Pour éventuellement maladroite qu’elle soit, cette sortie méritait-elle de monopoliser le débat ? À croire que la commission qui délivre les cartes de presse est présidée par Raquel Garrido et que les journalistes en question étaient pressés de profiter des ponts du mois de mai.

Car, lors de cette émission, même à forte tonalité hagiographique, Emmanuel Macron a bel et bien fait de la « politique », parfois même à haut niveau. Lorsque, par exemple, il évoque le vide de notre société, cause d’impuissance face à de jeunes djihadistes qui, eux, développent un idéal assez fort pour donner à la fois raison de vivre et de mourir – c’est précisément là qu’il évoque la mémoire du gendarme Beltrame –, il touche juste.

Pareillement, le simple fait d’évoquer « le tressage du temporel et de l’intemporel qui fait partie de notre pays », ce château de Versailles, où il invite Vladimir Poutine, « lieu de toute l’Histoire de France » et symbole d’une « histoire commune qui enracine nos pays dans quelque chose de plus important que les contingences du moment », ne peut qu’agréablement sonner à nombre d’oreilles.

Seulement voilà, lorsque Emmanuel Macron en appelle à une certaine forme de transcendance, est-il raisonnablement possible de lui faire crédit ? Bref, sa « politique » n’est-elle pas seulement une forme de « communication » plus finaude et plus aboutie ?

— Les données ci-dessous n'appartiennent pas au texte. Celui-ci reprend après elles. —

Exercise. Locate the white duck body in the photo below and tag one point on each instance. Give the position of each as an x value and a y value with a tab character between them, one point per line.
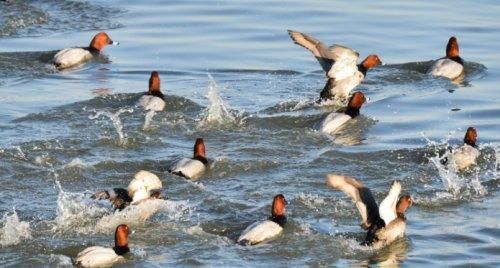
97	257
333	122
341	88
141	186
70	57
465	156
394	230
447	68
150	102
259	232
189	168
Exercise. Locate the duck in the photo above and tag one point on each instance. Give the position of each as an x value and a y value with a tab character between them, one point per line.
451	66
145	185
466	155
154	99
97	256
192	168
70	57
339	63
384	223
268	229
333	121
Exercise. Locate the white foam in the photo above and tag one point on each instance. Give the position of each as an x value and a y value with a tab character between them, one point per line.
60	260
148	119
77	213
218	113
14	231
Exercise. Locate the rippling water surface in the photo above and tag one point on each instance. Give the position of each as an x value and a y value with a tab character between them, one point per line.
232	76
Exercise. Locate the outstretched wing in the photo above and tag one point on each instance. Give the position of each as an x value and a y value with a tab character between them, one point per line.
345	62
319	50
387	209
360	195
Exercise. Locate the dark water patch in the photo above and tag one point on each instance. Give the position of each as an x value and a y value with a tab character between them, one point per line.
36	18
255	71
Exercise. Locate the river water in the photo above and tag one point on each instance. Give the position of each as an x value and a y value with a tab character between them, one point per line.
232	75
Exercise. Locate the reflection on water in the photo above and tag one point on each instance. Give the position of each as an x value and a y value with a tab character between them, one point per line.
256	113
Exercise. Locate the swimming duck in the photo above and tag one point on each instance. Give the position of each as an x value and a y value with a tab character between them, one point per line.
70	57
192	168
384	224
466	155
103	257
153	100
145	185
335	120
265	230
451	66
339	63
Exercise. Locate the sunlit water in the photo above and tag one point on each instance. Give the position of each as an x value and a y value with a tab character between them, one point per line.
232	76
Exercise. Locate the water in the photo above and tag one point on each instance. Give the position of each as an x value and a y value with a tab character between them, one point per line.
232	76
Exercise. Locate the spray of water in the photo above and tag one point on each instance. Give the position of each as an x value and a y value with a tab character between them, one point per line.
148	119
454	181
218	113
13	230
117	123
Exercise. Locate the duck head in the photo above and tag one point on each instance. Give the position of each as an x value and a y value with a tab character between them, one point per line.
199	148
452	48
154	82
371	61
403	204
101	40
470	137
121	236
279	204
357	100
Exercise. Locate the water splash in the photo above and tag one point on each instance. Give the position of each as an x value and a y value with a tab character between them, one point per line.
459	184
138	214
148	119
218	113
14	230
117	123
75	210
449	174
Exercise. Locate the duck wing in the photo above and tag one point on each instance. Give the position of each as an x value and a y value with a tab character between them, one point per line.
325	58
387	209
345	64
360	195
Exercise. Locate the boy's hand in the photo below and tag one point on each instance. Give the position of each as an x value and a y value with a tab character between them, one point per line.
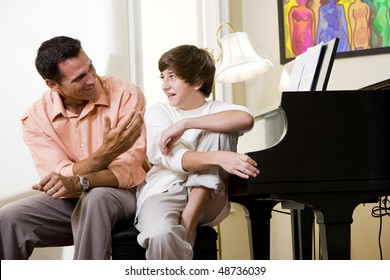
169	137
238	164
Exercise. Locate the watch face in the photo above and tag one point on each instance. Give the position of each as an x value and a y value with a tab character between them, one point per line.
84	183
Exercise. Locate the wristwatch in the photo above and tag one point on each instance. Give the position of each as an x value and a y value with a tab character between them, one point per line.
84	183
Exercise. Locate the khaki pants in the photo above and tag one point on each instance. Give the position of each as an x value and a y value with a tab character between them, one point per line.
86	223
158	221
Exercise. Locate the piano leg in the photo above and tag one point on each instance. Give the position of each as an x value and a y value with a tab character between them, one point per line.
335	238
260	216
302	233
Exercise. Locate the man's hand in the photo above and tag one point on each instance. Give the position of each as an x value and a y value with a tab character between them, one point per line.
121	138
58	186
237	164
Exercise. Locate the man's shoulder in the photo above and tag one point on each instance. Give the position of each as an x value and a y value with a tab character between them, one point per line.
111	83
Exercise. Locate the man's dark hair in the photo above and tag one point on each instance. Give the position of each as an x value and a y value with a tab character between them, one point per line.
191	64
54	51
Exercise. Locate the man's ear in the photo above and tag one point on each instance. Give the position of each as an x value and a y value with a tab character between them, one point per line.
52	85
198	86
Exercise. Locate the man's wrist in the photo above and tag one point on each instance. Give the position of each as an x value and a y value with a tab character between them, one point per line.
84	183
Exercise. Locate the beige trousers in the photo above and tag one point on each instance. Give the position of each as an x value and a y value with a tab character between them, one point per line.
158	221
86	223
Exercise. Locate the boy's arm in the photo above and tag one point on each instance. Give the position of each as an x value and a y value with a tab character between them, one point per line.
233	163
225	122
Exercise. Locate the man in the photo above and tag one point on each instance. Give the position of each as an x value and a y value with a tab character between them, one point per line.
87	139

Laquelle permettrait, en même temps, d’en appeler aux mannes du passé pour sacrifier au « bougisme » ambiant, en matières familiale et fiscale, par exemple ? C’est ainsi sous son début de règne que la famille, pourtant fondement et donnée invariable de toute société digne de ce nom, est encore plus attaquée de toutes parts, de PMA en GPA. C’est aussi l’ISF, impôt supprimé pour ceux qui investissent leur argent dans des affaires souvent internationales, mais maintenu pour les biens immobiliers : soit la résidence secondaire, modeste ou non, qui permet à ces mêmes familles de se rassembler toutes générations confondues.

Ce qui fait dire à Marine Le Pen, non sans raison : « Fiscalement, une ultra-minorité de Français, ceux qui n’avaient pas besoin d’être aidés, ont été très lourdement aidés, tandis que les classes populaires et les classes moyennes se sont retrouvées à nouveau avec un poids fiscal pesant sur eux et qui, pour certains, est insupportable. »

On peut y voir un choix de société, un choix politique parfaitement logique pour qui considère la France comme une start-up. Et le fait que ce choix favorisant manifestement « ceux qui ont réussi » par rapport à « ceux qui ne sont rien » puisse s’articuler autour d’une rhétorique aux accents « traditionalistes », propres à berner les naïfs, peut légitimement amener à penser qu’Emmanuel Macron, parce qu’intelligent, est autrement plus dangereux que ses prédécesseurs qui, eux, poursuivaient les mêmes objectifs mortifères, mais avec une balourdise des plus confondantes. Comme quoi ces nigauds, même hauts placés, ne présentaient pas que des inconvénients.